Your unary union is speedy. On my old laptop:
>>> from fiona import collection
>>> from shapely.geometry import shape
>>> from shapely.ops import cascaded_union
>>> def dissolve(c):
... ta = time.time()
... u = cascaded_union([shape(f['geometry']) for f in c])
... print time.time() - ta
... return u
>>> c = collection("/Users/seang/Downloads/agder/agder/agder_buffer.shp", "r")
>>> u = dissolve(c)
Well, it is a pretty fast machine – 3.4 GHz 8-core (although the process is single-thread only).
On my creaky old 2 GHZ machine I get about 4.5 sec.
The difference may be the performance penalty for C memory allocation in GEOS, as opposed to Java’s highly optimized memory managment.

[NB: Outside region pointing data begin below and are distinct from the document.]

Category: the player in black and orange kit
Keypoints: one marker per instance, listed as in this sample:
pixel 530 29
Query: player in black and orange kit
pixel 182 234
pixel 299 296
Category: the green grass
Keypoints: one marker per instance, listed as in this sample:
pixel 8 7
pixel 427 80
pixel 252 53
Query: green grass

I meant that I think 8 seconds is fast considering that my laptop is 4 years old. And on top of the slow memory allocation Fiona reads and formats all attributes to JSON by default (I didn’t read just the geoms).
Right, the main thing is that they both blow the doors off Arc!

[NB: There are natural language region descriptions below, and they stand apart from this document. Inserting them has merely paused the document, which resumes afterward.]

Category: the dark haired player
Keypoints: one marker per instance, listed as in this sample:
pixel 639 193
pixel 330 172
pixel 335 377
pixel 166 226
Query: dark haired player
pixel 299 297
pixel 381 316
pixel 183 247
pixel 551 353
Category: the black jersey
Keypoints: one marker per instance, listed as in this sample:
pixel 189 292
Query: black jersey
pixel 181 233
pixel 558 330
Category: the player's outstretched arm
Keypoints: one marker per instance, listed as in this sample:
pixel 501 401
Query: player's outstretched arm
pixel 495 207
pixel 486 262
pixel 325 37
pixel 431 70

Still memory-bound, though – but I have some tricks up my sleeve for dealing with that problem…
I encountered problems with Dissolve_management recently while trying to convert a python script that worked in 9.3 into one that would work in 10.1. The dissolve worked fine in 9.3 but crashed python with the 10.1 version. I then tried the dissolve using ArcMap and the Arc Toolbox and it locked up giving me a dialog to report the bug to ESRI.
The thing is that I was working on a Virtual XP VM environment with limited RAM (4GB). The dissolve worked for others testing for me on better machines with the same layer (only 812 feature in my case) so I’m still looking into it. Thanks for the insight. This may be useful for me.

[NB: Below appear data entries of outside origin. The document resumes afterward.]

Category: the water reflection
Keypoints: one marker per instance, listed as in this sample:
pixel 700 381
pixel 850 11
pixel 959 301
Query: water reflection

I have uploaded an example using multiple (4) processes at once using FME Desktop 2013. For the record this takes 4.1 seconds on my computer on the Nordland dataset and took 4 minutes to create….
Files and workspace can be downloaded here. http://depositfiles.com/files/tcxuedugu
Looks like there are more people having this issue.
Thanks for your time and effort looking at the Geoprocessing Dissolve tool in 10.1 SP1. We’ve been working hard on this and other tools to improve their performance.
I’m happy to inform you that for 10.2 we continued to work on the performance of the Dissolve tool to maintain the quality of our output while at the same time dramatically improving the performance of cases such as the ones you used in this post. When running a Dissolve all operation in ArcGIS 10.2 against the data you provided we are seeing the following performance of the Dissolve tool:
(Specs – Win7 64; 2xDual Core 3.14Mhz CPU; 8GB RAM)
Dissolve ALL Time
agder_buffer.shp Under 7 seconds
nordland_buffer.shp Under 6 seconds
If anyone finds a Geoprocessing tool that they feel is not performing as expected against their data, please contact us directly and if possible share it with us so we can do all in our power to make things better.
Thank you very much for your feedback! As always I will be looking forward to the next version of ArgGIS. ESRI products are central to the work I am doing and much of it would not be possible without 🙂
I would of course also urge you to use and include relevant open source libraries in your software – both for the benefit of its users, ESRI and the other communities supporting open source software!
ESRI’s implementation is definitely very slow. I’m not sure why. I was trying to do the buffer and dissolve all using ESRI and had to implement Shapely’s libraries. I was taking hundreds of thousands of points and buffering them and then dissolving them (so 7000 is nothing). I did a quick test recently and about 11k points took about 3 minutes, 59 seconds using ESRI’s buffer function and through my shapely implementation, it was 13 seconds.
So, I tried using the arcpy Geometry class to see if I could speed it up and using the Geometries individually and using the union function actually took way longer than the built-in buffer. The buffer seemed as quick but the union was a lot slower. I don’t think there’s any way to speed up ESRI’s implementation.